= Blair Acton Burrows =

Blair Acton Burrows (1884-1985) was born in Winnipeg, Manitoba.

She was the daughter of Helen Blair Sevigny and Acton Burrows, Minister of Agriculture for Manitoba. When Ms. Burrows was 11 her family moved to Toronto where she lived until 1948.

Blair Acton Burrows was an avid sportswoman who golfed, skied and skated in many shows at the Toronto Skating Club. She was one of the first women in Toronto to drive a car. In her late 30s she traveled to New York to study design and, in so doing, gained some financial independence.

== The Mud House ==
At the age of 50 she bought a property in the Township of King with the intention of building a house using only local materials. She researched the ancient technique of Pisé de Terre, or rammed earth method, for a year prior to starting construction in 1937. The house was built by just a carpenter and two unskilled students, using only local materials and without cutting a tree. At the time of construction, it was the first “rammed earth” house in Canada, and remains the only example of this construction method in the Township of King, and one of the few in Canada.

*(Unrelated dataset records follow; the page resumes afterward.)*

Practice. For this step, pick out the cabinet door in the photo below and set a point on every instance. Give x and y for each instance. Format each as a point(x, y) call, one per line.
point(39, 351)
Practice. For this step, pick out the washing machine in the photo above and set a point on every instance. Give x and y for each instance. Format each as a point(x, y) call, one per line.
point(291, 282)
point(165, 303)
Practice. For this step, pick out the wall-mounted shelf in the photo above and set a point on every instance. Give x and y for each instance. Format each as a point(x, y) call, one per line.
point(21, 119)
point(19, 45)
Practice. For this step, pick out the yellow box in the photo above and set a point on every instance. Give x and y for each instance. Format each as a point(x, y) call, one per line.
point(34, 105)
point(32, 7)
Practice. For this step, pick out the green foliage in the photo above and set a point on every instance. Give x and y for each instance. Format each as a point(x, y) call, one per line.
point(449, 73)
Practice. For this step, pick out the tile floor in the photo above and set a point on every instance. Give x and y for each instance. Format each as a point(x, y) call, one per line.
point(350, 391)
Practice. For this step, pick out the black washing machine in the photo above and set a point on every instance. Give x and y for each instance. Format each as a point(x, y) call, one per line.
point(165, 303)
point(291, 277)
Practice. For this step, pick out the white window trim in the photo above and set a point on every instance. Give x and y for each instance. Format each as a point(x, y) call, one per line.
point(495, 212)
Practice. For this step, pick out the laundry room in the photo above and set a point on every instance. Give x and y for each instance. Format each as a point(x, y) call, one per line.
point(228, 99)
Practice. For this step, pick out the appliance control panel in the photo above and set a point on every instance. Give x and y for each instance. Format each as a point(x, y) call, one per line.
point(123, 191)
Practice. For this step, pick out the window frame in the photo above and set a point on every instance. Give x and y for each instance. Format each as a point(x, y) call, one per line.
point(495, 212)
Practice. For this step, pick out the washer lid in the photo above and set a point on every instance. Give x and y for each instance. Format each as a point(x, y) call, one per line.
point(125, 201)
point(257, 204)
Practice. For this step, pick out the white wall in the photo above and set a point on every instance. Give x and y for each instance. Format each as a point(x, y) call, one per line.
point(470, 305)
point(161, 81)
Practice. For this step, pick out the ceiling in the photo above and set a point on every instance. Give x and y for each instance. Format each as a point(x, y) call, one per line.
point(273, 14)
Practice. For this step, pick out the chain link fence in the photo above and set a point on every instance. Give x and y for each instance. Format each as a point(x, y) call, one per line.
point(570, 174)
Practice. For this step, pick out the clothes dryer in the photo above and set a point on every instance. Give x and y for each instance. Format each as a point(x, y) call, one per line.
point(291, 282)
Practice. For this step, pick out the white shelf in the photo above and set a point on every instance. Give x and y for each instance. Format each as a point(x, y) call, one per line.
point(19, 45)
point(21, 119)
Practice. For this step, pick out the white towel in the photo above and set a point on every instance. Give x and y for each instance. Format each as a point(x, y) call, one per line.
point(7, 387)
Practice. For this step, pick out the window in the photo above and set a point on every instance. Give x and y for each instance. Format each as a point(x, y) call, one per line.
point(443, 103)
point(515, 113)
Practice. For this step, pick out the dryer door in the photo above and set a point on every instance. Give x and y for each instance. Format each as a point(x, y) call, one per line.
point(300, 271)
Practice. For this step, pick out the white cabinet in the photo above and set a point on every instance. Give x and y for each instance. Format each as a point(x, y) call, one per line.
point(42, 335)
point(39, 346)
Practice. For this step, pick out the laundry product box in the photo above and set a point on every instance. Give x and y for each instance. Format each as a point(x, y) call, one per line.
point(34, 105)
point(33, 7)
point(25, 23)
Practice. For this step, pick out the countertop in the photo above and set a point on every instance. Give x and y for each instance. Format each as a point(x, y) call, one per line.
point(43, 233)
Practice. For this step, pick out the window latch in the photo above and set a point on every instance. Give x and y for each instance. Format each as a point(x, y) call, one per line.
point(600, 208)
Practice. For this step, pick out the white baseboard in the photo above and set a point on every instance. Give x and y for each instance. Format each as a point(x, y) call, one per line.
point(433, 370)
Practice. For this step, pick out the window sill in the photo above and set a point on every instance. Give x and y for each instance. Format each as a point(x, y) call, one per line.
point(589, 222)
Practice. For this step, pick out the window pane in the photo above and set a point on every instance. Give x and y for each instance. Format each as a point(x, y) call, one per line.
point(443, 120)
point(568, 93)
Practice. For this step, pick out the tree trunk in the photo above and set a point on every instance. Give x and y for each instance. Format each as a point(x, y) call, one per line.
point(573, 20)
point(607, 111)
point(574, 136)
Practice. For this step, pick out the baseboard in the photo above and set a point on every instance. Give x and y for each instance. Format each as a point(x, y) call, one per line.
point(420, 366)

The 'Mud' House features a stone foundation, stone chimney, steep roof, a metal weather wane in the shape of a dog (supposedly based on Miss Burrows's own pet), wrought iron hinges, and is naturally fire retardant and bug resistant.

The house has come to be known as the 'Mud' House. She wrote "Building with Mud, Rammed Earth or Pisé de Terre" (Ontario Department of Lands and Forests, Toronto, Canada, 46 pages, n.d.).

Blair Burrows lived in the Mud House until she was ninety years old. During her years there she took up country pursuits and became adept at gardening and planted hundreds of trees on her property. She learned to make homemade hams, relishes and birch sap wine. She sewed, knitted and hooked rugs and was one of the early members of the collective Kingcrafts. She designed and helped embroider the alter cloths for All Saints' Church in King City.

In 2009 was "listed" on King's heritage registry, which means it was recognized as having architectural, historic or cultural features of merit but that the owner is not restricted to how they might want to renovate their house.